At times, you may create a perfect fan and can’t help admiring it. Then you put it on a natural eyelash, and the fan closes up meanly! What is more, sometimes everything is perfect, and sometimes, it is just impossible to work! What are the reasons? After all, even experienced lash artists periodically face this issue.

In this article, we’ve collected all the reasons of why fans close up, and most importantly, we’ll advise you how to avoid this issue while working with your clients, as it adversely affects the result!
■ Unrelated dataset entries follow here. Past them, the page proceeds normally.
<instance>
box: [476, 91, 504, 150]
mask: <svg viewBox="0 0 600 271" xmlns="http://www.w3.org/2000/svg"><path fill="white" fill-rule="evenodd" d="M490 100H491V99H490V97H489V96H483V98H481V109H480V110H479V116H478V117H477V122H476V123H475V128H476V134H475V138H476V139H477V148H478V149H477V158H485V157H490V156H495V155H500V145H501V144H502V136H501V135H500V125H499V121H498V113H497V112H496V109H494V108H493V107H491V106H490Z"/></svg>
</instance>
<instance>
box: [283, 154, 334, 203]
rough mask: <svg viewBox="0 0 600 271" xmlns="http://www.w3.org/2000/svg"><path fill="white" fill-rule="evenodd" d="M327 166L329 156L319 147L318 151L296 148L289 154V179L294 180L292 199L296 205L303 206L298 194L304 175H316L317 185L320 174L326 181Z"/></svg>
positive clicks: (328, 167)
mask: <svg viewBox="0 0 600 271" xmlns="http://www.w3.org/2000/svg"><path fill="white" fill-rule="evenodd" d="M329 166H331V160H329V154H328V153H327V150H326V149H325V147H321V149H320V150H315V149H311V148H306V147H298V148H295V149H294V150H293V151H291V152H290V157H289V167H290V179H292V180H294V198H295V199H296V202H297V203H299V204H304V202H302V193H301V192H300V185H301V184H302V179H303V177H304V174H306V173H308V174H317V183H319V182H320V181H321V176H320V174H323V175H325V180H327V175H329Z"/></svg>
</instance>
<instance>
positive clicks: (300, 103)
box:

  1. Your glue dries slowly. The easiest way to avoid fan closing up is to boost the glue. You have 3 options: replace your glue with a faster one, use a glue booster, or turn on your humidifier/heater. (Just remember, you have to do all this if your fans close up, not always! Otherwise, your extensions will fall off soon enough!)
  2. You release your fan too soon. When you placed a fan, take it at an angle of 45 degrees and release your tweezers easily, in 2 steps: first slightly, and then, if you see the fan performs well, release it completely. A life hack: once your stems split, you can also put it together using silicone glue palette. In this case, dip the fan into the glue and shift it towards the rim, creating a smooth fan base. At the same time, it’s important to shift the fan toward the rim not flat-wise, but perpendicularly. Otherwise, the base will fail to interweave.
  3. Initially, your fan width is insufficient. When the glue dries, it starts shrinking, bringing your extensions in the fan closer to one another. If you have initially made your fans not wide enough, they will become even narrower. That’s why we advise you to make your fans a bit wider than you’ve planned.
  4. You use the dip-and-place technique for smooth eyelashes. Stop doing it. If your customer’s natural eyelashes are not porous even a bit and don’t absorb glue, you must work using a sliding technique! During sliding, the glue crystallizes, and the fan remains nice after you release your tweezers.
  5. A long fan base. If your fan base is half of the fan length or even more, the fan will tend to close up. When forming a fan, keep its correct shape. Besides, the more glue you have in the middle part of the fan, the more likely it’ll visually turn into one thick eyelash extension. Dip the fan into the glue for no more than 1/3 of its length.
  6. You dip the fan too deep in the glue (or use too much glue). Even if you came up with the correct fan base, used quick glue and a small amount of it, the glue would “pull” your fan together if you dip it too deep in it. Dip your fan into the glue not more than the length of the base (observing paragraph 5, of course).

 

We hope this info will be useful for you and help you avoid the most common mistakes when creating eyelash extension fans.